Let’s step back to say that I’ve never listened to black metal before. Not a bit of it. I’ve no idea what determines the genre (or if I’m using the term correctly, even), or who some big names are, or what’s generic, or what’s new, or where Malefic (AKA the one-man band Xasthur, AKA some dude from California) fits into the scene… except that one review I read says that he gets his share of hate for “selling out” by appearing on a “major” label like Hydra Head. But whatever. That’s scenester crap. All I can do is listen to the music. And if HH Records has me listening to grindcore via Agoraphobic Nosebleed, then I can get over my fears and assumptions of dudes wearing scary costumes and growling and listen to a Xasthur record.
‘Defective Epitaph,’ and song titles like ‘Soulless Elegy’ and ‘Legacy of Human Irrelevance.’ A liner note that states: “There is no one to thank, fuck you.” So you get the gist, yeah? And perhaps if the howling vocals were up in the mix, or the synths blared louder, or the guitar grinded sharper, it would match that gist, but instead, Xasthur builds to some hauntingly, violently poetic pieces. The recording style – which does need to be turned up and up to get the full gist – is so washed out, like you’re hearing it from a distance, from around a corner, all of it painted with this gloriously horrible echo, memories of songs. Apparently Malefic used a drum machine on previous recordings and here switched to live drums – I will agree with the Pitchfork review that this doesn’t always work with the sludgey feel of things, and the drumwork is somewhat sloppy – which works okay, but gives a layer of amateurism to what otherwise sounds purposefully muggy. However, during the short moments where minutes and minutes of dreck build to intense howls and walls of guitar, the ability to rock out on live skins (and not some BPM) ups the intensity of those moments.

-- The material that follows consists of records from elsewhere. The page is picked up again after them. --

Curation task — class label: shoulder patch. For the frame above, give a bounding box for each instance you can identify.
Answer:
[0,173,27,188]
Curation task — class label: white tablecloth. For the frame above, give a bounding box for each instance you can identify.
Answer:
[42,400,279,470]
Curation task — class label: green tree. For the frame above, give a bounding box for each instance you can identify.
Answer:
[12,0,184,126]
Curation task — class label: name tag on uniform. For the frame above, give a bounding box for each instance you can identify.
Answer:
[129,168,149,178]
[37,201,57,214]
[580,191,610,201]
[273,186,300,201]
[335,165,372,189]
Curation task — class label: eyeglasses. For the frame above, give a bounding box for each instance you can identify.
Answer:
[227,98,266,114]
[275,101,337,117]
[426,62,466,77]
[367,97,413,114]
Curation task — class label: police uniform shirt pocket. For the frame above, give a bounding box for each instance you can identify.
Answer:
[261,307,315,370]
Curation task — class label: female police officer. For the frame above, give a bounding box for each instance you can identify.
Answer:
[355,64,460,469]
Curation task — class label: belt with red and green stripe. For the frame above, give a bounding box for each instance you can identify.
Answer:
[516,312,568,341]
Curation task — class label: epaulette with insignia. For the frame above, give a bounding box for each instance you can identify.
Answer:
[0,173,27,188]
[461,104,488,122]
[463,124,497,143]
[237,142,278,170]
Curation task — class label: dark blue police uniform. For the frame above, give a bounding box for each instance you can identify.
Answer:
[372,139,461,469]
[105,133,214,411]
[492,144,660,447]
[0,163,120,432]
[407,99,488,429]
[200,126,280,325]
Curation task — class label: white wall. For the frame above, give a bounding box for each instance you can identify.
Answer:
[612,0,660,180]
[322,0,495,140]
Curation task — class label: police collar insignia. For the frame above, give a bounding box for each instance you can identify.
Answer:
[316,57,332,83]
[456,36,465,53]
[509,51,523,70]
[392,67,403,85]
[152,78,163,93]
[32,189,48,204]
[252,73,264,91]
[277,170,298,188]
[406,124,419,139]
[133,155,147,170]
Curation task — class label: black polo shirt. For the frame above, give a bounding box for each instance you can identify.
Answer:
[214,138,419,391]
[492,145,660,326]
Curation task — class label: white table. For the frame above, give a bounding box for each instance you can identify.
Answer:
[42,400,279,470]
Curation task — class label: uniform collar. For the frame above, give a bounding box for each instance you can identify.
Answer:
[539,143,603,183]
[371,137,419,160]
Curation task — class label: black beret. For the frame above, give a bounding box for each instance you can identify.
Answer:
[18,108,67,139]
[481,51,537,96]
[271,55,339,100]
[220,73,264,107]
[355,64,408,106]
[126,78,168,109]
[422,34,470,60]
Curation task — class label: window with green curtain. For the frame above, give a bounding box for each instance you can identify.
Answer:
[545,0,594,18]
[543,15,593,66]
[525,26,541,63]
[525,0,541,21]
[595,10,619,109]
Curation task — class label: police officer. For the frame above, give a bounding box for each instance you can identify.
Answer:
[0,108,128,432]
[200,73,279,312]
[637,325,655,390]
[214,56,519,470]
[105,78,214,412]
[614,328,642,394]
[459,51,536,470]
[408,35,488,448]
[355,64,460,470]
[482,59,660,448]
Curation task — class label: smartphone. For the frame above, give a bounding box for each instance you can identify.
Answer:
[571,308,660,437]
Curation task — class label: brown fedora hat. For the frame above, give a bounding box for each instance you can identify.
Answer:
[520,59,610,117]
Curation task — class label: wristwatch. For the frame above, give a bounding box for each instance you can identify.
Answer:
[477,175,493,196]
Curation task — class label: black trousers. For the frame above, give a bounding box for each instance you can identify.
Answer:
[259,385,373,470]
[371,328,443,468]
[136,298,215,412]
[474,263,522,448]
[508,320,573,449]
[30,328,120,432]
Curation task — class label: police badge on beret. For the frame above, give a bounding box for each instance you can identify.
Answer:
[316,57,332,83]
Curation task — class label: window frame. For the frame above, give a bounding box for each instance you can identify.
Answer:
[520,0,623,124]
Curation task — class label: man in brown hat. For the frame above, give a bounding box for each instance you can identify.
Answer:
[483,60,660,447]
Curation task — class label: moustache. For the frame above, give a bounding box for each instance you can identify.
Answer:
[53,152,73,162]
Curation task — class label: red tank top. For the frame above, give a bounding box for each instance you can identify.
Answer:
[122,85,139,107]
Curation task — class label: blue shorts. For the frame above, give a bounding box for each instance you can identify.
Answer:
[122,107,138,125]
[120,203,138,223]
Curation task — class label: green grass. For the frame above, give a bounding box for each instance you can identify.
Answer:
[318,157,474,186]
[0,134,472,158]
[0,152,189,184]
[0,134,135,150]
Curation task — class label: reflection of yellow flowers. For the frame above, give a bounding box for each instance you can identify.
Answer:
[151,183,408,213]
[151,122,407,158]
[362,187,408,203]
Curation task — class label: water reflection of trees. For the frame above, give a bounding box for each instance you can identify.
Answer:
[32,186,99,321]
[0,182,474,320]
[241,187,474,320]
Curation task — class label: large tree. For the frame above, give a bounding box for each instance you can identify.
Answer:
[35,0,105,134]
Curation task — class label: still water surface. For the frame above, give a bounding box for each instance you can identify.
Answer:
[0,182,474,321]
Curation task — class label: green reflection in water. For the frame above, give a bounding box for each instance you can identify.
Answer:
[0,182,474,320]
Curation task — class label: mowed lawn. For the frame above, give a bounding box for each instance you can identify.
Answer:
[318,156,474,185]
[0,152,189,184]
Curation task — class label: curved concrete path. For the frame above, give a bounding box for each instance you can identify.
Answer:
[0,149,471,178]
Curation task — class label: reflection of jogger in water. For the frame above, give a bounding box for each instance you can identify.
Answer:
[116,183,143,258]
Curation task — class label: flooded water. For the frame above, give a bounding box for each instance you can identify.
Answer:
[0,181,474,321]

But the album is fairly impenetrable. The Allmusic review criticizes some of the songs for sounding like demos, and while some of the recording is oddly misleading – the sound will start to fade like a song is ending, only to snarl back around for another go – there are some spots that just end, and not for dramatic effect, but like the tape ran out. Combined with how similar many of these tracks sound from afar, without enough ebb and flow to really work you into the track, you might end up stuck humming that same synth /guitar line as me, but humming it feels the same as listening to it – the album sits in the past, it’s not trying to be heard. That impenetrability seems like part of the shtick, and perhaps it is. Whether or not that merits more stars is up to the reviewer. Still – it floods over the ears and fulfills a need for noise with substance, and I didn’t hesitate re-pressing play, so obviously that’s worth something. It’s worth my introduction to this scene, and it’s worth listening to.